Congregation of the Sisters Adorers of the Most Precious Blood, her 1934 master’s thesis from Saint Louis University, served for years as the standard history of the early development of the congregation in the United States. Mary Catherine was a teacher and principal of Precious Blood High School in Ruma from 1934 to 1947 and director for the temporarily professed. She was a teacher at St. Teresa Academy in East St. Louis, Illinois from 1947 to 1951 and served as its principal from 1951 to 1956. Her signature “class by herself” exerted itself when, in the face of strong opposition, she enrolled the school’s first African-American student in 1951, three years before the U.S. Supreme Court ruled in 1954 in Brown v.

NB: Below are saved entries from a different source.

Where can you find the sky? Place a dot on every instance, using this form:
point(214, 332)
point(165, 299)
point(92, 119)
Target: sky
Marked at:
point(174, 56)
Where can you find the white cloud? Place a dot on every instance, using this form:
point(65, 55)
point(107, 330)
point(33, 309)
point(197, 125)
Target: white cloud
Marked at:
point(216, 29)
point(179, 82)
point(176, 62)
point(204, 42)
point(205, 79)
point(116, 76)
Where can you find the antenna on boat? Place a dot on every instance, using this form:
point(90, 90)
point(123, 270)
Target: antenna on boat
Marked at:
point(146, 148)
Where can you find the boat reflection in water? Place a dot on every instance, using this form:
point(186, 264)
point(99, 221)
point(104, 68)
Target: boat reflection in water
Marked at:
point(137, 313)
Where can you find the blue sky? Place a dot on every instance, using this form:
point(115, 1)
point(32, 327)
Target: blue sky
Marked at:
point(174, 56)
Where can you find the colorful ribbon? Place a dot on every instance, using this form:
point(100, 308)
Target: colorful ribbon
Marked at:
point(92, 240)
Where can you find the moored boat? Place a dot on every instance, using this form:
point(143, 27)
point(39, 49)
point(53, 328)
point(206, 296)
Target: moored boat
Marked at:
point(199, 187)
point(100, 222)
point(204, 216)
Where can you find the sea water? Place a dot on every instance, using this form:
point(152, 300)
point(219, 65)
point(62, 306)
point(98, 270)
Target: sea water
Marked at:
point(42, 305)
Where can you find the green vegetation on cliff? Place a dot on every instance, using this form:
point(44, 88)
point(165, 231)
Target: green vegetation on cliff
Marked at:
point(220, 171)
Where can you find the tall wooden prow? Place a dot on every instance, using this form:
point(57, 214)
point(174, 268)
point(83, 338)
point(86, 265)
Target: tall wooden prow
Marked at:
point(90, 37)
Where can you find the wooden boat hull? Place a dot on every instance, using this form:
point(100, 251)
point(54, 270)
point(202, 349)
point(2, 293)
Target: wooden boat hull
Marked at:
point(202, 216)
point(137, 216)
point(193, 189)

Board of Education that laws that permitted racial segregation in public schools are unconstitutional.

During her years (1956-1965) as provincial of the former Ruma province, the province witnessed the growth of hospitals in Taylorville and Murphysboro, Illinois and the building of De Mattias Hall (1964) near the campus of Saint Louis University.  More importantly, the years prior to Vatican II provided Mary Catherine the opportunity to broaden the theological education of the Sisters through participation in the Sister Formation program, through renowned theologians and scripture scholars as speakers at Ruma, and through attendance at Precious Blood Study weeks and Institutes of Spirituality at Notre Dame University.

When she was elected as general councilor in 1965, she and Mother Marciana Heimerman, the general superior, traveled extensively to all the provinces to encourage and deepen the spirit of Vatican II and growth in the ASC charism and spirituality.  

Mary Catherine served as general superior of the congregation from 1975 until 1983 during which time the Constitution was revised (1979), Sister Antonietta Maraone wrote the history of the congregation, and missions were opened in Korea and India.  Sister Andre Fries, CPPS from O’Fallon, Sister Canice Werner, CPPS from Dayton, and Mary Catherine were the founders of a task force that would grow into the Precious Blood Leadership Conference.  

Her years as a missionary began after service on the general administration. She spent 1984 to 1986 in Bangalore, India; she ministered in the Philippines from 1991 to 1993, and in La Paz, Bolivia from 1986 to 1991 and again from 1993 to 1998. Always a leader, her most influential leadership may have emerged in her mission experience and deep love of the poor.  

Always a woman of prayer, after her ministry in the missions, her transparent holiness radiated in simplicity, an unassuming spirit, warm love expressed in a warm hug, and concern for the poor.  

She died in Wichita, Kansas on Dec. 4, 2001, and was buried in the Ruma cemetery. Joe Nassal, CPPS, commented in his homily at her funeral, “The Precious Blood Family has lost one of our giants. She captured the charism and spirituality of the Blood more than most. She was truly in a class by herself, in more ways than one.”